狠如蛇蝎的烈格雷
汤姆再一次被主人给卖掉了,可这一次他的遭遇和上一次简直天差地别。那么,在新主人那里,他会受到虐待吗?面对不公平的待遇,他又会做出什么举动呢?
对于今天的读者而言,黑奴交易所一定是一个与恐怖、触目惊心这样的词语联系在一起的场所。在他们的想象中,黑奴交易所会是一座阴暗的房子,龌龊破旧,浊臭熏天,让人不寒而栗。然而事实并非如此。在那个时代,人们从事高品位的“作恶”,在表面上却弄得极其漂亮。黑奴们吃得好,穿戴得整整齐齐,头发梳洗得油光滑亮,看上去男的要多壮实有多壮实,女的要多漂亮有多漂亮。交易所对黑奴们的照顾细致周全,为的是让他们在交易那天都显得精神阳光、结实健康、光鲜体面,这样的“商品”才能卖个好价钱。新奥尔良的那家奴隶交易所,从外表看与其他房子没有什么不同,屋子里收拾得干干净净,给人的感觉是既体面又风光。交易所外搭着一个长长的棚子,有点像我们今天的菜市场,棚子底下不是摆着鸡呀、鸭呀、牛肉呀,而是站着几排男女黑人,他们是拍卖开槌之前供买方观察的“货物”。

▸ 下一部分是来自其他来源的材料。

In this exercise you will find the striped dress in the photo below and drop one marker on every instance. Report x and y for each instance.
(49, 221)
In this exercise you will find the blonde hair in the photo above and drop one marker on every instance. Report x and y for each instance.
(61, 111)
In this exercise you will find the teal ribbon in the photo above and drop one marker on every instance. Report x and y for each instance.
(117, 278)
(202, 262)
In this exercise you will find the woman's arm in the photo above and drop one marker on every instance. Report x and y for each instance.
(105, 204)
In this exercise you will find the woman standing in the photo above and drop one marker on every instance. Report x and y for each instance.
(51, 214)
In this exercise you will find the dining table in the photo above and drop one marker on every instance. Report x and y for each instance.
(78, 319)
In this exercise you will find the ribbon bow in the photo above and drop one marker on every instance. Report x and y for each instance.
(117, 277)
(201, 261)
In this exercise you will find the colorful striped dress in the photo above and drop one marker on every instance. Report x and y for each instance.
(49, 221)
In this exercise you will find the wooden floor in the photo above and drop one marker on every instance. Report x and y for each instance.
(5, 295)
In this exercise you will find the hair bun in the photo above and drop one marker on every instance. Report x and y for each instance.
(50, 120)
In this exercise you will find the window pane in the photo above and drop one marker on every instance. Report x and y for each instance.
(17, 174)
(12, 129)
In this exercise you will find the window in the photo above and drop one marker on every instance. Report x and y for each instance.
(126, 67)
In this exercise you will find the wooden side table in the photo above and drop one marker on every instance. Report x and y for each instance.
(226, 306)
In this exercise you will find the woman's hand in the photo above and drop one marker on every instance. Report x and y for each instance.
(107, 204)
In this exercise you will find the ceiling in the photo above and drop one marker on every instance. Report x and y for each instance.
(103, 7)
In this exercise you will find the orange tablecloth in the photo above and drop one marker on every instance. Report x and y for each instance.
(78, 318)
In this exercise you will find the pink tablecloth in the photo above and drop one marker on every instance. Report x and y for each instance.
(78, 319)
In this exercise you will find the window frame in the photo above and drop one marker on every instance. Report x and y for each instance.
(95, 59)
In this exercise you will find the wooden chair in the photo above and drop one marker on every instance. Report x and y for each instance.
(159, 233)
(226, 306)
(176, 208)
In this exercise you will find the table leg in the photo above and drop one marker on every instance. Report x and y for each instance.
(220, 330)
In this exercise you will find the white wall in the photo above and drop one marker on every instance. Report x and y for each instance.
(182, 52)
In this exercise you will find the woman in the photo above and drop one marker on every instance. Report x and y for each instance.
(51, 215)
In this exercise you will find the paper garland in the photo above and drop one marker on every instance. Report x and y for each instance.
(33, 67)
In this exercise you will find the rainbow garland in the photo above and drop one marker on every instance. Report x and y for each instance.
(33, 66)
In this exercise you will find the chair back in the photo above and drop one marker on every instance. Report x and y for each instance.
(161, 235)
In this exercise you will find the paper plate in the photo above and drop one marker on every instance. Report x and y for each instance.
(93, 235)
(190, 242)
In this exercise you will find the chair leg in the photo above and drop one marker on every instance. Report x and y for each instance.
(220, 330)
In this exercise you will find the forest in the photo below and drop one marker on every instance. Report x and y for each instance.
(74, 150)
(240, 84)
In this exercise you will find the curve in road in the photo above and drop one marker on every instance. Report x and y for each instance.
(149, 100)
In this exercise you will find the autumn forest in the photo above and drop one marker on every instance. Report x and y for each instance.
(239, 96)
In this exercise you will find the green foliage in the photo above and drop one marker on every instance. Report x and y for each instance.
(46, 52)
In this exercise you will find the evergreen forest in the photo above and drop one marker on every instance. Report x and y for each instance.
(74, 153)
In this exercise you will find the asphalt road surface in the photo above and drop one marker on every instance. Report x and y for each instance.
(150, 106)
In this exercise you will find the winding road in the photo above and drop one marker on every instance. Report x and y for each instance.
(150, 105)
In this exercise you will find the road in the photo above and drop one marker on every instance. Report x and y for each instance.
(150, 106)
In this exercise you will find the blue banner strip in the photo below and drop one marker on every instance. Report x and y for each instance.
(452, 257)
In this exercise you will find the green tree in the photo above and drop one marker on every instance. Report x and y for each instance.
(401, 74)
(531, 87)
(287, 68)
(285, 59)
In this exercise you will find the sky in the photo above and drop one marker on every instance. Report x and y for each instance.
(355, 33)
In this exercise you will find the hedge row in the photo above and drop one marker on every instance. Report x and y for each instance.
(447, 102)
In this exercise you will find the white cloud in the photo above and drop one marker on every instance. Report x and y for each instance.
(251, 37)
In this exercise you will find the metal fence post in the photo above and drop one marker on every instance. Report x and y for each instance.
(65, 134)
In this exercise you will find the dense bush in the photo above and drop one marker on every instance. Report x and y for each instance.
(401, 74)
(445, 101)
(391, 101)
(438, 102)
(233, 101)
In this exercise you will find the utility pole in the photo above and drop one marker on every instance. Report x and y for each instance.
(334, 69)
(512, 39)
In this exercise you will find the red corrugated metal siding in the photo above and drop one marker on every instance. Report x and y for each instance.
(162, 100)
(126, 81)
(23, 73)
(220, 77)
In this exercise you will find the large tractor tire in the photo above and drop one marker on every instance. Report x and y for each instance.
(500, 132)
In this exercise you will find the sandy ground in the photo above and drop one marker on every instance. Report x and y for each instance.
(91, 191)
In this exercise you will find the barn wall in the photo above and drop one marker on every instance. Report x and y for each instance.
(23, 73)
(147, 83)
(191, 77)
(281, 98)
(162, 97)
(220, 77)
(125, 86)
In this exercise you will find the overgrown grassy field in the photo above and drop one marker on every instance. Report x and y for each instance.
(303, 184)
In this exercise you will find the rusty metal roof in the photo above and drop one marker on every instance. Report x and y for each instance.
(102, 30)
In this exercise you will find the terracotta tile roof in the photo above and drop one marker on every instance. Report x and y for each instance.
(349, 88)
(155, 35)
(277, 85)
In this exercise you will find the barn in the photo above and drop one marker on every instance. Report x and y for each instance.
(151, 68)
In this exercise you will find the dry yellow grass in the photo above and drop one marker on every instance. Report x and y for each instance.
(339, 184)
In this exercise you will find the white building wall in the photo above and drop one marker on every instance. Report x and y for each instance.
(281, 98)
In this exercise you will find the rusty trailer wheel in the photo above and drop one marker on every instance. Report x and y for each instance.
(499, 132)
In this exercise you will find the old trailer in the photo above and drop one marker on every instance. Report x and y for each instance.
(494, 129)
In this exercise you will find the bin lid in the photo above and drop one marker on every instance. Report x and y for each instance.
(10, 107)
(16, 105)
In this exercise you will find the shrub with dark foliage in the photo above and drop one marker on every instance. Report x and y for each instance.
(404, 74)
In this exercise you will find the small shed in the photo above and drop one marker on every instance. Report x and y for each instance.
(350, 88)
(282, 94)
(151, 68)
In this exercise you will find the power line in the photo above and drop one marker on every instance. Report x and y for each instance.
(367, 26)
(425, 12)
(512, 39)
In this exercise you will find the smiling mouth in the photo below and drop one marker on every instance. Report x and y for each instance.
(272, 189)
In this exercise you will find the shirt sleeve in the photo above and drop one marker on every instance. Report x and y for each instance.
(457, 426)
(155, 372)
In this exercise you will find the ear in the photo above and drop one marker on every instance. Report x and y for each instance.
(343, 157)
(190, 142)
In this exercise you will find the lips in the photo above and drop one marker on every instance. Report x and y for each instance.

玛丽和奥菲利亚小姐谈话之后不久,汤姆、阿道夫以及其他仆人就被送到这家奴隶交易所。那里的老板十分热情地对这批新到的“货物”进行安排,全都等着第二天能卖出一个好价钱。汤姆随身带了一个大箱子,这是他个人的衣物,其他人也是这样。玛丽总算是给了他们一点仁爱,允许他们带上一些必要的私人物品。他们全被领进一间狭长的房间里,今天要在这里过夜。汤姆他们进屋时,里面已经有许多男性黑人,老的少的、高的矮的都有,有纯黑人,也有混血的。当他们走进这扇大门时,谁也不知道自己的命运将会如何。大家都坐下后,就相互逗乐子,以此来排遣忧愁。在这里,不时能够听见他们哄堂大笑。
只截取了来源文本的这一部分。